En matière de conseils et de prestations de télémédecine, la Suisse peut se targuer d’une longue expérience commencée en 1996 avec l’introduction provisoire de modèles d’assurance alternatifs dans la loi fédérale sur l’assurance-maladie. L’évolution médicale et économique mais aussi culturelle qui s’en est suivie a mis en exergue les perspectives économiques du domaine de la santé. Le premier centre de télémédecine a ouvert ses portes en Suisse quelques années à peine après l’entrée en vigueur de la LAMal et, aujourd’hui, des kiosques de télémédecine voient le jour un peu partout dans lesquels les patients peuvent se rendre à n’importe quelle heure pour une consultation directe avec un professionnel de santé. Grâce à un système de caméra vidéo, il est ensuite possible d’établir un contact virtuel avec des médecins de différentes disciplines; même si ces évolutions venues des Etats-Unis arrivent chez nous avec un peu de retard.

C’est une raison suffisante pour que le corps médical allemand regarde juste de l’autre côté de la frontière et s’informe auprès des médecins helvétiques des évolutions de la télémédecine. Une première rencontre entre le département Numérisation et eHealth et celui de télémédecine de l’Ordre fédéral des médecins allemands a eu lieu à Berlin en avril dernier et d’autres devraient suivre.

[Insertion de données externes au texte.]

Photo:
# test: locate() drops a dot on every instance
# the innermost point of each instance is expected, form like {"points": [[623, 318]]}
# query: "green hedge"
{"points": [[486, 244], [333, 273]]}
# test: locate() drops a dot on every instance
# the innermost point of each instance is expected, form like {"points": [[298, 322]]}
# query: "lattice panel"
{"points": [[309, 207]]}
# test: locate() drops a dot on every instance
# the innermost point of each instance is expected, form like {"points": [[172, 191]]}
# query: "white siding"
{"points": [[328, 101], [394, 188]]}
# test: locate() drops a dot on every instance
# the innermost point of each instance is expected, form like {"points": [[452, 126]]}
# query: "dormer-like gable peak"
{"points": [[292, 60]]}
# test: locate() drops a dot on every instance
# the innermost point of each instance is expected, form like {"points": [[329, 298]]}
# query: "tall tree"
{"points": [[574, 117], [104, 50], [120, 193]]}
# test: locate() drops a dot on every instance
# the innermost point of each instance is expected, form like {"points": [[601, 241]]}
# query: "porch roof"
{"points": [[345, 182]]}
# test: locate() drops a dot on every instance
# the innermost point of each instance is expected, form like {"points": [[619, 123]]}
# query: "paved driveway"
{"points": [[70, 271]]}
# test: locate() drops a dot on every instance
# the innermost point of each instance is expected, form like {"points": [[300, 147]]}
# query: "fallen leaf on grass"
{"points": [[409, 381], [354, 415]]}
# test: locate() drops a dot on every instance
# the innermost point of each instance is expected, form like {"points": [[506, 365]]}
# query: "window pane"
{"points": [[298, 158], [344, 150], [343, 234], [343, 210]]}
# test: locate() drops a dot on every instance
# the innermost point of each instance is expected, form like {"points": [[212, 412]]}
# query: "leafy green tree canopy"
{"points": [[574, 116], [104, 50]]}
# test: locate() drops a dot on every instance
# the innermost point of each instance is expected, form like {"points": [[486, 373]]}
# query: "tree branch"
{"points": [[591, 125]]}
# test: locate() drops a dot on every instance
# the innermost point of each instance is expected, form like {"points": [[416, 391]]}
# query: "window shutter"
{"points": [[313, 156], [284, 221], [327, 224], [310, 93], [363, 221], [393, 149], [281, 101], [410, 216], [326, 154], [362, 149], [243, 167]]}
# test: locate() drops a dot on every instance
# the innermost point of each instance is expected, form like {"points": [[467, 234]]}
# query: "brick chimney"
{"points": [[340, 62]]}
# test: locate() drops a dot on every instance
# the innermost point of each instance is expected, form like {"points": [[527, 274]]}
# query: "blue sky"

Hormis la situation actuelle et l’évolution de la télémédecine en Suisse, un autre sujet a suscité la discussion: la mise en œuvre des applications eHealth, dont le déroulement et le résultat sont similaires dans les deux pays malgré les différences de stratégie et de législation. En Allemagne, le droit des patients à l’actualisation du plan de médication par leur médecin traitant (spécialiste ou médecin de famille) a été inscrit dans la loi sur la cybersanté. D’après une étude, on estime que près de 37% des patients disposent d’un tel plan. Dans la lignée de ce qu’avait déclaré le pharmacologue ­Gustav Kuschinsky1, le plan de médication a été un «effet secondaire» révélateur des incompatibilités des systèmes d’informations sur les médicaments provoquant des erreurs de traitement; un problème dont la Suisse devrait être épargnée grâce à la bonne vue d’ensemble des prestataires.

A l’avenir, le plan de médication sera enregistré sur la carte de santé mais le stockage électronique reste ­facultatif pour les assurés, et ne remplace donc pas la version papier. C’est précisément ce problème du plan de médication sur papier que la discussion a pointé du doigt car les patients doivent le prendre avec eux d’un médecin à l’autre. Avec l’introduction du plan de médication, ils assument davantage de responsabilité «sans s’en rendre compte» et seule une information spécialisée leur permet de mieux assumer cette responsabilité. Pour les prochaines évolutions de la télémédecine, portons notre regard vers les Etats-Unis. Dans les autres cas, il suffit de regarder juste de l’autre côté de la frontière.

1 «Lorsqu’on affirme qu’une substance n’a aucun effet secondaire, on peut sérieusement se demander si elle a un effet principal.»